Jerry Shaw and Rachel Holloman are two strangers whose lives are suddenly thrown into turmoil by a mysterious woman they have never met. Threatening their lives and family, the unseen caller uses everyday technology to control their actions and push them into increasing danger. As events escalate, Jerry and Rachel become the country's most-wanted fugitives and must figure out what is happening to them.

Where to Watch

Diversity & Representation

Overall Score

4.0/10

Fair


Category Breakdown

LGBTQ+ Representation

Minimal

Gender Representation

Fair

Racial & Ethnic Diversity

Minimal

Religious & Cultural Diversity

Good

Disability Representation

Minimal

Strengths

  • Rachel Armstrong is portrayed as a competent professional with significant agency.
  • The narrative provides a profound critique of the surveillance state and institutional corruption.
  • The film explores the loss of privacy and individual agency against systemic algorithms.

Areas for Improvement

  • The casting is largely homogeneous and lacks racial or ethnic diversity.
  • There is a complete absence of LGBTQ+ representation or non-cisnormative identities.
  • The film fails to include depictions of disability or neurodivergence.

AI Analysis

Eagle Eye is a techno-thriller that prioritizes genre tropes and kinetic pacing over intersectional storytelling.
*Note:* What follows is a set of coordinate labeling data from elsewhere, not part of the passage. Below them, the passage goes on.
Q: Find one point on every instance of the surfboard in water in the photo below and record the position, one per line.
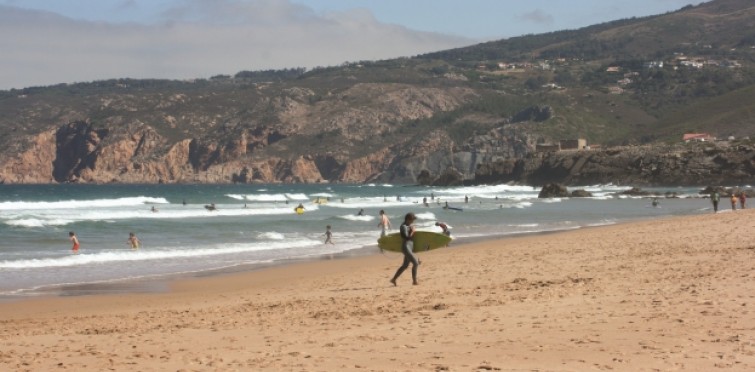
(423, 241)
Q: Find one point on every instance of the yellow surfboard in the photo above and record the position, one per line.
(423, 241)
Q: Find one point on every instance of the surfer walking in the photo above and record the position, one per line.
(328, 236)
(384, 224)
(407, 246)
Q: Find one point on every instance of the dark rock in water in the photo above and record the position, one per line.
(581, 194)
(553, 190)
(450, 177)
(636, 191)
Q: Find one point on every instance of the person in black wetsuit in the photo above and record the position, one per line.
(407, 234)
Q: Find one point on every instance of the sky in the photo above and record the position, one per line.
(47, 42)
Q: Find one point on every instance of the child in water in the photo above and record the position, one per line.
(328, 236)
(72, 237)
(133, 241)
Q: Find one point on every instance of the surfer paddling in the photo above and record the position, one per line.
(384, 224)
(72, 237)
(407, 246)
(133, 241)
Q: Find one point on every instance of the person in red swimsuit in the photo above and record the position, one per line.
(72, 237)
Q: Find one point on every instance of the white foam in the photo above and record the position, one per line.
(296, 197)
(353, 217)
(64, 217)
(36, 222)
(271, 235)
(144, 254)
(71, 204)
(425, 216)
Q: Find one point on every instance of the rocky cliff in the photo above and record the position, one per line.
(719, 163)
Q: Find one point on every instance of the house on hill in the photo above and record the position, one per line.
(700, 137)
(573, 144)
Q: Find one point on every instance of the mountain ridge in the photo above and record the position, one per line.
(408, 120)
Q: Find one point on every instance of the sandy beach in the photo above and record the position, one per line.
(660, 295)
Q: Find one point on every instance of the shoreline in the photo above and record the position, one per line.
(674, 293)
(162, 283)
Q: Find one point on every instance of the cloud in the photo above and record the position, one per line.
(537, 16)
(201, 38)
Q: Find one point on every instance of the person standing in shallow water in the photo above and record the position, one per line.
(407, 234)
(72, 237)
(385, 223)
(734, 201)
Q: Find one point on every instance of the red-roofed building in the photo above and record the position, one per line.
(702, 137)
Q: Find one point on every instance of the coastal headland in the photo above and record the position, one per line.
(666, 294)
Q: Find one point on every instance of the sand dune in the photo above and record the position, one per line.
(662, 295)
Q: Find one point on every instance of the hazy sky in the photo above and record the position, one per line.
(45, 42)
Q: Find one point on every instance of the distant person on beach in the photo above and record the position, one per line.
(734, 201)
(385, 223)
(134, 241)
(407, 234)
(445, 228)
(75, 240)
(328, 236)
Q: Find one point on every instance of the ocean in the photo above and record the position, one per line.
(255, 225)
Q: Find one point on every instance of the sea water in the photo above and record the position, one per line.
(256, 225)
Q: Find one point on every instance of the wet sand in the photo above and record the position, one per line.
(661, 295)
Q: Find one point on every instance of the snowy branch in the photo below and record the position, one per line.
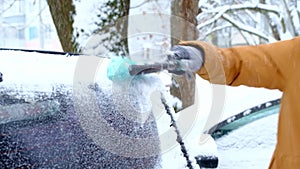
(247, 28)
(258, 7)
(141, 4)
(9, 6)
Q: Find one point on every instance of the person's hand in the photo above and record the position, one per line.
(190, 58)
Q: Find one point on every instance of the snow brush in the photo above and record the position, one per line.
(121, 68)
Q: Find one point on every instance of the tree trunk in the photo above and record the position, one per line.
(183, 27)
(62, 12)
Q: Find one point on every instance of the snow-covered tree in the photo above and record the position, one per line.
(235, 22)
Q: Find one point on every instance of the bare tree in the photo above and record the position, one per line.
(183, 27)
(256, 21)
(62, 13)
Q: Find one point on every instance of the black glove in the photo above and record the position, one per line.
(189, 58)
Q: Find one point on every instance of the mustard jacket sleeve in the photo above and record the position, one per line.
(268, 65)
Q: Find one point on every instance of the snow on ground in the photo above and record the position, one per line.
(34, 71)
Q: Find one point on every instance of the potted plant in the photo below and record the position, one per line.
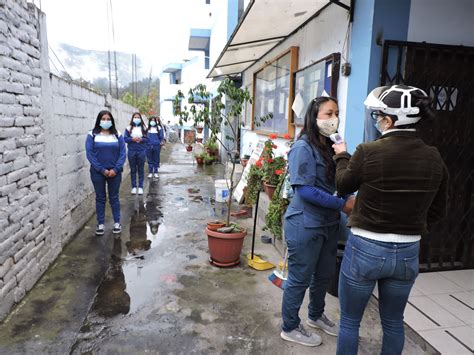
(244, 160)
(211, 147)
(273, 166)
(276, 209)
(208, 160)
(200, 158)
(254, 182)
(225, 244)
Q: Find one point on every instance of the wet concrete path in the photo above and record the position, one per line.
(154, 291)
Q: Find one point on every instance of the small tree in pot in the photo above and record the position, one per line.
(227, 107)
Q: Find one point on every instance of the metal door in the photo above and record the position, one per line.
(446, 73)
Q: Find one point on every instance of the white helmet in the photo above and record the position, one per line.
(396, 93)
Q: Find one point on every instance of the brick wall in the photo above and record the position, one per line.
(45, 191)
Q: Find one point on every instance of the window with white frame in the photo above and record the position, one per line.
(273, 93)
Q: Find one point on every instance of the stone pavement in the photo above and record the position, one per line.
(154, 291)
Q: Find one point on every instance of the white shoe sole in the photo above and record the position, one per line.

Its demographic composition is largely homogeneous, leaning heavily on a white, cisnormative cast that reflects standard Western cinematic norms of 2008. However, the film finds progressive footing through its thematic content. By framing the antagonist as an automated systemic entity, it provides a sharp critique of centralized authority and the loss of individual agency in a surveillance-heavy society. Ultimately, the film's value lies in its intellectual exploration of postmodern anxieties rather than its representation of diverse human identities.